Furthermore, a Supreme Council for Reforms and an Agency for Strategic Planning and Reforms were established to advance the far-reaching transformation process. 

The Council for Reforms aims to increase the competitiveness of the national economy and improve the welfare of the people. The Council will offer solutions to efficient macroeconomic policy, reforms of the judiciary and law-enforcement agencies, economic diversification, business regulations, improving social sphere and public administration.

Legislative support of these institutional reforms will be in the focus of the new Parliament of Kazakhstan.

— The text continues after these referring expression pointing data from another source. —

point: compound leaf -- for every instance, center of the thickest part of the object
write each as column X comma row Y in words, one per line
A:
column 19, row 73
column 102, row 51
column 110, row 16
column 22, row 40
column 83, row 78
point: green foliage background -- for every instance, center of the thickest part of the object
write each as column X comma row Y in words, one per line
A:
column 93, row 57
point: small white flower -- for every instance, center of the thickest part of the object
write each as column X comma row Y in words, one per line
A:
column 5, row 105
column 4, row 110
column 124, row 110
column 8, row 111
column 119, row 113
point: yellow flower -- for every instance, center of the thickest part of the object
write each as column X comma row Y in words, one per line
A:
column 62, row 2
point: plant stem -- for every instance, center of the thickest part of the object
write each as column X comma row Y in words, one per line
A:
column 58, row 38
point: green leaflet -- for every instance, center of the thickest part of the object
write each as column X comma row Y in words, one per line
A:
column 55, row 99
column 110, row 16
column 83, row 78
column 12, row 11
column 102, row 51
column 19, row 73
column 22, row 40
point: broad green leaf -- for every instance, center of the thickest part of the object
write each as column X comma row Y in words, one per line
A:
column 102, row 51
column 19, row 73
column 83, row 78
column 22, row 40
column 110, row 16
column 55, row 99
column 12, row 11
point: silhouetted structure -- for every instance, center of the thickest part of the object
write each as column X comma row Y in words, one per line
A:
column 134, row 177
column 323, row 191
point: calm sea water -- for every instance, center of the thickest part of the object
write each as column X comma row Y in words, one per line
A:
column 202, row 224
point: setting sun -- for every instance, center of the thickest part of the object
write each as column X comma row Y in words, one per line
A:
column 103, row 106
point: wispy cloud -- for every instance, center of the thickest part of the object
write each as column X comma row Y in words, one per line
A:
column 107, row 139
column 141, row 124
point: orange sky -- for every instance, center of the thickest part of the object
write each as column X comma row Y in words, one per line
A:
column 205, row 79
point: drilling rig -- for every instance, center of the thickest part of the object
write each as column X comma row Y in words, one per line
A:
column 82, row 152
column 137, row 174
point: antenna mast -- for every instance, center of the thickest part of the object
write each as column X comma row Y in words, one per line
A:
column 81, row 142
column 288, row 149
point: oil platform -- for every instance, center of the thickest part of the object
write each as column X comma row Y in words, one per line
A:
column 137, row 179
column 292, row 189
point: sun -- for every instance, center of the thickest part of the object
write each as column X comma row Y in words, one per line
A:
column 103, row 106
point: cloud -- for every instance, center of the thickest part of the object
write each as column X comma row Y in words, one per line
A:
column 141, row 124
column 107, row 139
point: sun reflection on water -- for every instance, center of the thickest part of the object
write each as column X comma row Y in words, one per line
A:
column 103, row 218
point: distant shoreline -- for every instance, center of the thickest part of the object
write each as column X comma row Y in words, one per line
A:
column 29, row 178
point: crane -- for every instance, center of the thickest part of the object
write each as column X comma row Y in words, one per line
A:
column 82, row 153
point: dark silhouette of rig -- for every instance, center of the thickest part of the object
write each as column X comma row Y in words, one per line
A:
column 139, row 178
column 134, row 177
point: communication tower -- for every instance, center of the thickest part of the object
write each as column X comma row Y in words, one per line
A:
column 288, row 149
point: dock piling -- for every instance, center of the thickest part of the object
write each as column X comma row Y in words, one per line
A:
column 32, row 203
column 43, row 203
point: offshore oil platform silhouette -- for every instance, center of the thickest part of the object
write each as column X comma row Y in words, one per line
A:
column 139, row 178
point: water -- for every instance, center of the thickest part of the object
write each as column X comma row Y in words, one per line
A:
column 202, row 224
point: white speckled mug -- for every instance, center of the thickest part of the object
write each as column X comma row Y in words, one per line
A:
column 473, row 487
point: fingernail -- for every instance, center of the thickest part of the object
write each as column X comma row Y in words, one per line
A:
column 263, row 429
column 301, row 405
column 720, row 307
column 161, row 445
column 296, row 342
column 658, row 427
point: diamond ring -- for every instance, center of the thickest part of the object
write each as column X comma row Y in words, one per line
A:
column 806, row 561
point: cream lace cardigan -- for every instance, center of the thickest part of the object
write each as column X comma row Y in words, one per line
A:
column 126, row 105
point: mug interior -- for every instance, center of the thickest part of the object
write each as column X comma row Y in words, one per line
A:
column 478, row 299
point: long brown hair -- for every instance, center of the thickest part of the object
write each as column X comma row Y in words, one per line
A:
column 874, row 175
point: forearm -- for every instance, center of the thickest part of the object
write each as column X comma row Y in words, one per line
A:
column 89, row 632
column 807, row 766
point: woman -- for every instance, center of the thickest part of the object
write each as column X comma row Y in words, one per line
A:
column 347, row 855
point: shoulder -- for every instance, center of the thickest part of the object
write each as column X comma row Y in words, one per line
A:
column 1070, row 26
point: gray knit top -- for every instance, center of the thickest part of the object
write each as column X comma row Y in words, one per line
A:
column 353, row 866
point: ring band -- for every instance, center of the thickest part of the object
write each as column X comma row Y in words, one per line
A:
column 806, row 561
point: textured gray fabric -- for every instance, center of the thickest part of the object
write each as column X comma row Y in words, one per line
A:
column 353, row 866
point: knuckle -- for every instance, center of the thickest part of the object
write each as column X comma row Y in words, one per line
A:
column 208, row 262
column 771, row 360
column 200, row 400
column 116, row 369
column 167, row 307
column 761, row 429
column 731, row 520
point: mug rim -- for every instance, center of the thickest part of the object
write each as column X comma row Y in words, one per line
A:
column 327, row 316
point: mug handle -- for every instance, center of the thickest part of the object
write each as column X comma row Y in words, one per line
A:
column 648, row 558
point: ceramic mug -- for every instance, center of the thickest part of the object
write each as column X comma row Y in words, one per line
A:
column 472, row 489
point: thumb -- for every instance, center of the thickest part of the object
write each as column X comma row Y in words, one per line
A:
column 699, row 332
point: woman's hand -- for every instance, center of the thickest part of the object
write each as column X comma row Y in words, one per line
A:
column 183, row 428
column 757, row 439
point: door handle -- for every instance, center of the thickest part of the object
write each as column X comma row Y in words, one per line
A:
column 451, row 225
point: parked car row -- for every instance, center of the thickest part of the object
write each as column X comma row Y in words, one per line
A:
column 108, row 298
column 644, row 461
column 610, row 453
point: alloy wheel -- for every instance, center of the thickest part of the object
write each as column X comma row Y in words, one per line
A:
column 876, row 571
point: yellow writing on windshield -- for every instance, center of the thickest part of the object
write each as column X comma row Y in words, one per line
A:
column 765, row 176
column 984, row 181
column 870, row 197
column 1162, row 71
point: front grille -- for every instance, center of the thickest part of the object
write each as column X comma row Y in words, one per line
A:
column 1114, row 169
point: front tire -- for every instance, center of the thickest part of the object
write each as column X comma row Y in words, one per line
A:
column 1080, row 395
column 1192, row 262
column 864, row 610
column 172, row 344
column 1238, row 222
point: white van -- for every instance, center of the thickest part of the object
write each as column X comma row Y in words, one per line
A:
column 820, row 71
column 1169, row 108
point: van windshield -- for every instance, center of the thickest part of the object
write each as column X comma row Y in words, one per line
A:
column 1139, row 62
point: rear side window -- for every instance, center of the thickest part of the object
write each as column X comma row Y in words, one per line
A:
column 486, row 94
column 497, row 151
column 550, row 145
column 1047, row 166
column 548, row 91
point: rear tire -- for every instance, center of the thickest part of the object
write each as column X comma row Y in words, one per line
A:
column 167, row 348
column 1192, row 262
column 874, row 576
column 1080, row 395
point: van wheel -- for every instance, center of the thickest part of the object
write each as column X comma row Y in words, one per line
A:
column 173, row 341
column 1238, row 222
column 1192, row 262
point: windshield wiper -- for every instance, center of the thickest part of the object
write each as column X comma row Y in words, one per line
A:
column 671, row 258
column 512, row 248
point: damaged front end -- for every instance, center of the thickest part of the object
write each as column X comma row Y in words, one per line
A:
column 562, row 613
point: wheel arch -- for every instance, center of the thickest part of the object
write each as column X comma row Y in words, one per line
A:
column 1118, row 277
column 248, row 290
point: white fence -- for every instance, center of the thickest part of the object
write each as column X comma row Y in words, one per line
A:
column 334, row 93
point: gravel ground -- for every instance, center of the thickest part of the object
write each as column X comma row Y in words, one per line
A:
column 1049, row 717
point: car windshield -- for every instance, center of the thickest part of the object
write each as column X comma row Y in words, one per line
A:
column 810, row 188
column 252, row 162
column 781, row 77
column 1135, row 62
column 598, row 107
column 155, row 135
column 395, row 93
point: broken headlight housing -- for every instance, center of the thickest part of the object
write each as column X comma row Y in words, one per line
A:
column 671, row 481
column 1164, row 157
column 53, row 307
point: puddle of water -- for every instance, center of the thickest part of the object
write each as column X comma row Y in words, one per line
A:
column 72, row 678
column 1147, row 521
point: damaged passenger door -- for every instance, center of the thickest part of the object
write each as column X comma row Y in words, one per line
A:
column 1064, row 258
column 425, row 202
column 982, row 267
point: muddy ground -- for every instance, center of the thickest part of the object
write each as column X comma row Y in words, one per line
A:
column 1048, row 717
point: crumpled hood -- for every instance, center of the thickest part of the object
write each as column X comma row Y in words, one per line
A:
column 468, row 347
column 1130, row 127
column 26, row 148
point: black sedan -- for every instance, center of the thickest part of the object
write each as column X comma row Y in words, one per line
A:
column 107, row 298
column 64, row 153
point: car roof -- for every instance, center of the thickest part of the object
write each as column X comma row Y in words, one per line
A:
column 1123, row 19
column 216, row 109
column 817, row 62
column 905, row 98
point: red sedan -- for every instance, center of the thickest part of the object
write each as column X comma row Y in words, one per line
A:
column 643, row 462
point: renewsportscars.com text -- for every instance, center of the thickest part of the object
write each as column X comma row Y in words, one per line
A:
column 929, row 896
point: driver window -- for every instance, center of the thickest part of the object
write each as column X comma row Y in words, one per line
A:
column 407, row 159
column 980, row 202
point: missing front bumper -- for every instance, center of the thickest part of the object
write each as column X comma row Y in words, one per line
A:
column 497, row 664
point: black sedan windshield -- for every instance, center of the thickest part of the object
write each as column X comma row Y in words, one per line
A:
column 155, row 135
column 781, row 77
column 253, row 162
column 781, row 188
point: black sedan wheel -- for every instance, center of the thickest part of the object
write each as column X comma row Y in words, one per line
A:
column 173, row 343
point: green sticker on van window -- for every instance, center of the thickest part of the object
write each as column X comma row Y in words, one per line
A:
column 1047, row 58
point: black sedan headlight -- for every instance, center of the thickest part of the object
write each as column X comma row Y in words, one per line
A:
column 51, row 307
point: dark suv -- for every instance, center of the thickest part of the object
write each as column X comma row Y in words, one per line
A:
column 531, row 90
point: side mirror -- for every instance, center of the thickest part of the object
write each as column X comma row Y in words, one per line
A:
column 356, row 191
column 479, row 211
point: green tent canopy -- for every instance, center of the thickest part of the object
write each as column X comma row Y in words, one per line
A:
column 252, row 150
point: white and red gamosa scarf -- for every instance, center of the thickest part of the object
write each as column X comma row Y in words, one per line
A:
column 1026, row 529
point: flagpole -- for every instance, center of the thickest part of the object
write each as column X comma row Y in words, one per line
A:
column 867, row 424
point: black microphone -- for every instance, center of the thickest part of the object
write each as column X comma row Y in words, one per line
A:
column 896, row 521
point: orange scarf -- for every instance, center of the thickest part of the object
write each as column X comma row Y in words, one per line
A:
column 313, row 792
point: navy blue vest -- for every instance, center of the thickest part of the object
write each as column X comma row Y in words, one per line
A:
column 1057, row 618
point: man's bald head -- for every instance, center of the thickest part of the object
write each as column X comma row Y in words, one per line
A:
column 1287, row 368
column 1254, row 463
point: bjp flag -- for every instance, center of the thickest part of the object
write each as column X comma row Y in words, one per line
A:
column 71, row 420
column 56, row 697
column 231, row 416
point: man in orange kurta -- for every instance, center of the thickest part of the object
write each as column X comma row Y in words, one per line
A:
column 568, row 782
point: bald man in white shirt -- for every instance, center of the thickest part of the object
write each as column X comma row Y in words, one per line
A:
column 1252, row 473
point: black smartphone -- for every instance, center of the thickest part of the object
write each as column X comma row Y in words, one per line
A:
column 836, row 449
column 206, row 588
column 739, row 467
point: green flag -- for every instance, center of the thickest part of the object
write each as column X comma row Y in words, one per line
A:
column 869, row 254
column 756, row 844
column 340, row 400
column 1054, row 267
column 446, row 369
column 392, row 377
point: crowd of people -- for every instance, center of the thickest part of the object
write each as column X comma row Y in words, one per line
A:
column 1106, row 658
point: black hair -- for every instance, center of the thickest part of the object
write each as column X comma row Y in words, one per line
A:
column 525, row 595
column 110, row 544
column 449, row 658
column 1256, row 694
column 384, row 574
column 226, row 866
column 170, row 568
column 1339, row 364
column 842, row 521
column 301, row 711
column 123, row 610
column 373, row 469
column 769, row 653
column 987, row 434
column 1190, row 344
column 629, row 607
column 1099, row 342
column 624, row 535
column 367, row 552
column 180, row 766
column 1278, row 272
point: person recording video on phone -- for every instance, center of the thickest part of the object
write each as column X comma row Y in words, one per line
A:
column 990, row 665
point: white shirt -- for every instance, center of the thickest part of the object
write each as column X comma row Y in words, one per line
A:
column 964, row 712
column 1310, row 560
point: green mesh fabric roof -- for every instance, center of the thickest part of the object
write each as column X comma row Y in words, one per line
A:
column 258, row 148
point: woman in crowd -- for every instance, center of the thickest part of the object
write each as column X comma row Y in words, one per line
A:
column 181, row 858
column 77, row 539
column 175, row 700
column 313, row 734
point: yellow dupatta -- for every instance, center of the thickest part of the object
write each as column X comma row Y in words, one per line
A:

The people of Kazakhstan will elect their new representatives to the Lower House of the Parliament and the local legislatures on January 10, 2021.

The Assembly of the People of Kazakhstan, which has constitutional status and is empowered to elect 9 members of the Lower House so that ethnic groups living in the country have a guaranteed say in the Parliament, will vote on January 11, 2020.

Measures on political modernisation and developing a multi-party system had been made before the upcoming elections. First, the parliamentary opposition has been institutionalised. A chairperson and two deputy chairpersons of parliamentary committees should be elected from the opposition. Second, 30% of women and youth quota in political party lists was introduced. Third, the election to local legislatures will be held on a proportional basis.